I had a similar experience with a first-time GM, running a homebrew system and setting. We had a quest giver who turned out to be a death goddess. We went along for a while out of fear, but the question that came to my mind all that time was, “Why us?” It was compounded by having all these high-powered NPCs showing up between ridiculously weak enemies. “Unarmed bandits. Now I’ve seen everything.” Combat decisions didn’t seem to matter as a result, and I didn’t get a sense of what “weight class” our characters were supposed to be in. I wouldn’t know how powerful our enemies were until we attacked and found out if they were Made of Plasticine or Made of Iron.

#4 Comment By Fraser Simons On May 13, 2016 @ 3:22 pm

This is an awesome article, John! I feel like a few people running games can miss the mark with this one. One of the reasons I chose AW for the Veil was because the system really helps the players buy into the world more than any other stuff I’ve played – since they’re all contributing to the fiction a lot more than a lot of other systems. Awesome stuff!

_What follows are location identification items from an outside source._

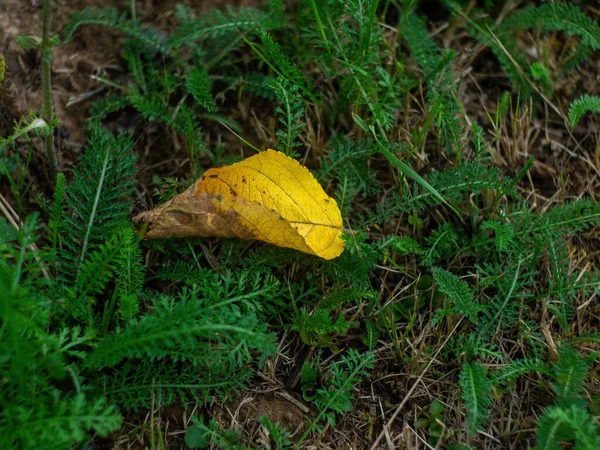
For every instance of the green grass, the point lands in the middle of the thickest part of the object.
(462, 313)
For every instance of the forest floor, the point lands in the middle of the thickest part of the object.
(567, 166)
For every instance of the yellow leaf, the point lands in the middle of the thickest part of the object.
(268, 197)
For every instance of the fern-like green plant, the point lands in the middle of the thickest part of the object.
(476, 393)
(585, 103)
(458, 291)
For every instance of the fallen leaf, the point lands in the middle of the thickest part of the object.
(269, 197)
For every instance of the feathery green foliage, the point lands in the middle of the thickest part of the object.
(585, 103)
(476, 390)
(450, 261)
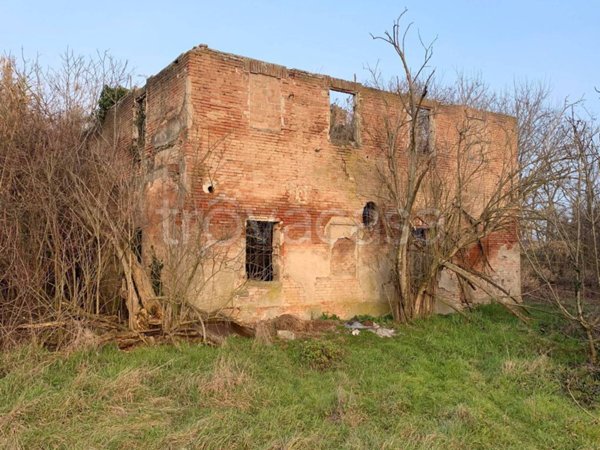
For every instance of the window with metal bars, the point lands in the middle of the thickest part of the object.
(259, 250)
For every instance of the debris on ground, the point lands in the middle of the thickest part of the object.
(368, 325)
(286, 334)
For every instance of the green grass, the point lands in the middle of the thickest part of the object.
(446, 383)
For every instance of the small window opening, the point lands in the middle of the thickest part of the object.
(420, 234)
(342, 123)
(156, 267)
(259, 250)
(137, 244)
(140, 125)
(370, 214)
(423, 131)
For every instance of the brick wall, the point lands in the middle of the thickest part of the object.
(230, 139)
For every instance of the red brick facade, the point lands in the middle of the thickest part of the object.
(229, 139)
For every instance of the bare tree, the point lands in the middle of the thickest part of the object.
(438, 222)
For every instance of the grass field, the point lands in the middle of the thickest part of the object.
(446, 382)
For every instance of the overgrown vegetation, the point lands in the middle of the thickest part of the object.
(109, 97)
(485, 381)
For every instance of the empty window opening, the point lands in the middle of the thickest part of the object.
(370, 214)
(137, 244)
(343, 257)
(140, 125)
(342, 123)
(420, 234)
(423, 131)
(259, 250)
(156, 267)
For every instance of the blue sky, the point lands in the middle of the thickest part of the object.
(550, 41)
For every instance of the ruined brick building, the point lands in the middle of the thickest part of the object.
(269, 164)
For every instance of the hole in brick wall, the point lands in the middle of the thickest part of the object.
(370, 214)
(140, 126)
(136, 244)
(423, 130)
(208, 187)
(259, 250)
(343, 260)
(342, 123)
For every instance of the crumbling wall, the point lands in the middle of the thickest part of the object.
(231, 139)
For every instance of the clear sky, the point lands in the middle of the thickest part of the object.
(540, 40)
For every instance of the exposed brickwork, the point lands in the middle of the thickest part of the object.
(230, 139)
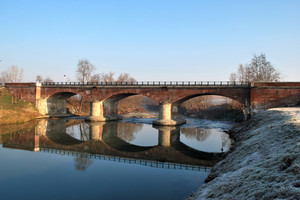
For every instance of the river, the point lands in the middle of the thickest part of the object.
(128, 159)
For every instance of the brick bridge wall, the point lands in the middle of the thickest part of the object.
(51, 99)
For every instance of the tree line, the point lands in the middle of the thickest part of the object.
(259, 69)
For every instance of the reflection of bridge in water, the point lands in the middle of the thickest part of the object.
(105, 144)
(148, 163)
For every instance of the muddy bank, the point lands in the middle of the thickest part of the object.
(263, 163)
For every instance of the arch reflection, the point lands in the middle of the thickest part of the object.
(103, 140)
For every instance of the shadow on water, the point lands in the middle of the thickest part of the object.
(111, 139)
(135, 158)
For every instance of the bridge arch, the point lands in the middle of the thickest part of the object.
(239, 104)
(107, 109)
(55, 104)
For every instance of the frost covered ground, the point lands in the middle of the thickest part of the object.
(263, 163)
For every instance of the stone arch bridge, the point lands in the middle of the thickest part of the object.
(50, 98)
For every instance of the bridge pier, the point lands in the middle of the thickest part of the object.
(165, 116)
(97, 112)
(96, 130)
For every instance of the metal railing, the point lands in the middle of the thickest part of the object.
(152, 83)
(149, 163)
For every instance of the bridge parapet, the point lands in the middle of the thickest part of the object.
(150, 83)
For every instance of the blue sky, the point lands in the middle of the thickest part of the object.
(149, 39)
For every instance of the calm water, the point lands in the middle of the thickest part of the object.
(71, 159)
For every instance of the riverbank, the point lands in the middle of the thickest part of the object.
(263, 163)
(13, 111)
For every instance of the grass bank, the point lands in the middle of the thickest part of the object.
(13, 111)
(263, 163)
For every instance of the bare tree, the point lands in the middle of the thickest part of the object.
(48, 79)
(259, 70)
(96, 78)
(84, 71)
(12, 75)
(109, 77)
(125, 77)
(39, 78)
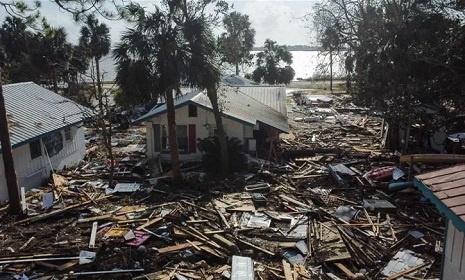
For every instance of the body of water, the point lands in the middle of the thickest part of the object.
(306, 64)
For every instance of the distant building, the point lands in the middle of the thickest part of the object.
(446, 189)
(45, 132)
(250, 113)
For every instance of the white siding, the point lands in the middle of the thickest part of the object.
(31, 173)
(204, 117)
(454, 254)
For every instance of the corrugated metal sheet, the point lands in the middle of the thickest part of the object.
(34, 111)
(274, 97)
(235, 104)
(446, 189)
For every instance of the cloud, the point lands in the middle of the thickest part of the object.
(280, 20)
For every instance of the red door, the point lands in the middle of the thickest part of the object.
(192, 139)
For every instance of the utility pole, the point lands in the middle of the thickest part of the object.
(7, 155)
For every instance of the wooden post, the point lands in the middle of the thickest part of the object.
(8, 162)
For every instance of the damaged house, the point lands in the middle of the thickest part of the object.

#5 Comment By John Arcadian On May 18, 2016 @ 8:47 am

Thanks! AW is a great game for making things player focused and making sure elements have meaning. Those sorts of games that edge closer to having the players crafting the story completely tend to have a lot more meaning. They can lose out on a broader structure, sometimes, but every player action and focus tends to have more meaning than not.

#6 Comment By Yora On May 17, 2016 @ 5:07 am

But what is meaning? What gives meaning?

In this situation, does it mean “context”? Does something gain meaning if the players can connect it to something else in the adventure or campaign?

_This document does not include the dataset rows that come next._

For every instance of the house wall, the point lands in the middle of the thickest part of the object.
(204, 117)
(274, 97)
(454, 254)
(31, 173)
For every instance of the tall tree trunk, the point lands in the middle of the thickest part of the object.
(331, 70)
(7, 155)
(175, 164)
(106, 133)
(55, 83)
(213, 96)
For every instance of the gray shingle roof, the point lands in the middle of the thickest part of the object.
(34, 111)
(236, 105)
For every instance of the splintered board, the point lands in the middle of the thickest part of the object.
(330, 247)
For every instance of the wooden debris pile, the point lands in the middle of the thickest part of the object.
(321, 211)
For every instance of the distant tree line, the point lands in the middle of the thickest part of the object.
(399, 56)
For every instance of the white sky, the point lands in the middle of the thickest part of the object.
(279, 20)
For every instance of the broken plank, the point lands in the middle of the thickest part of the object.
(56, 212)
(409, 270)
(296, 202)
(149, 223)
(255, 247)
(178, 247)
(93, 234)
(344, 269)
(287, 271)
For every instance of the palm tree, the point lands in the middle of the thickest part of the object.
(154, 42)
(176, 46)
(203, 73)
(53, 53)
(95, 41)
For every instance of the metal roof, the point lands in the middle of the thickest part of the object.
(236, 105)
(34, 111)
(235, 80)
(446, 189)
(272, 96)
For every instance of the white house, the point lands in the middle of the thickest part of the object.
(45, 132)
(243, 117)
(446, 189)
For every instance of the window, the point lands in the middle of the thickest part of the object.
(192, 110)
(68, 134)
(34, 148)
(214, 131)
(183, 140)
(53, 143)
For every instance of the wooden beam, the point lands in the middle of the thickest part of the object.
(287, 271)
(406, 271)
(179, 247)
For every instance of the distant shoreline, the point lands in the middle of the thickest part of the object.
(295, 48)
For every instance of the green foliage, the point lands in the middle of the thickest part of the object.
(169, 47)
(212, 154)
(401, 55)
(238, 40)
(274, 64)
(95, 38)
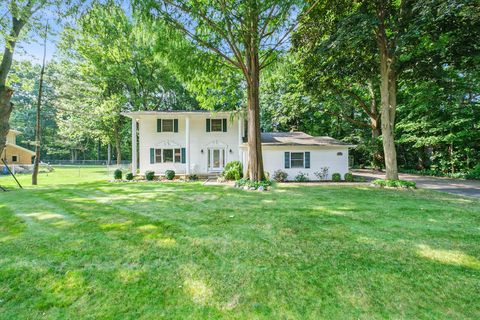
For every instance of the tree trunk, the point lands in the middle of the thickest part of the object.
(6, 93)
(388, 97)
(5, 109)
(117, 146)
(109, 154)
(38, 135)
(255, 160)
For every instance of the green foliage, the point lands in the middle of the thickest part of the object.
(149, 175)
(169, 174)
(118, 174)
(395, 183)
(336, 177)
(252, 184)
(302, 177)
(348, 177)
(233, 170)
(280, 175)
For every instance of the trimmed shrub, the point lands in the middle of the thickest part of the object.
(192, 177)
(348, 177)
(336, 177)
(302, 177)
(118, 174)
(149, 175)
(170, 174)
(253, 184)
(233, 170)
(394, 183)
(280, 175)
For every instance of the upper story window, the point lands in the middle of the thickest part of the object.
(216, 125)
(167, 125)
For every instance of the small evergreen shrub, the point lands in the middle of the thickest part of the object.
(322, 174)
(233, 170)
(336, 177)
(170, 174)
(394, 183)
(302, 177)
(192, 177)
(253, 184)
(149, 175)
(280, 175)
(117, 174)
(348, 177)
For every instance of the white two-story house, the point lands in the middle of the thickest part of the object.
(202, 142)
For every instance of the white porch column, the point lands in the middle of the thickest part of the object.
(134, 147)
(187, 145)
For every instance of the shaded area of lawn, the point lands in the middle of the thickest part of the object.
(182, 250)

#7 Comment By John Arcadian On May 18, 2016 @ 8:46 am

“But what is meaning? What gives meaning?” That’s the core of it. Meaning has to be player focused and that will change with every single group of players. Does one player find a more meaningful experience by “breaking” the game structure and world you set up while another finds meaning in chewing on the scenery and having the story unfold for them?

Meaning could be another way of saying engagement with the players, in that you can be sure some element doesn’t have meaning if the players don’t have as much chance to interact with or connect to it.

#8 Comment By Art Izon On July 23, 2018 @ 11:02 pm

I agree with most of the article’s points, except for one thing:

Narrative and interactivity are diametrically opposed in the context of a closed system like a video game — this is a consequence of game development cycles and the time required for asset creation more than anything else — so I don’t feel any comparison between tabletop RPGs and video games along those lines are terribly apt, or even relevant. 90% of instances where the player’s actions impact the world in video games are either illusory or limited in scope.

On the other hand, in tabletop, content can be created as fast as the GM can come up with it. There’s no real limit on what can be added on a whim.

It’s a matter of being prescriptive vs. descriptive, if you will — and on those grounds a video game failing to provide something as subjective and personal as “meaning” can hardly be called a flaw — how can developers know what will matter to players four years out?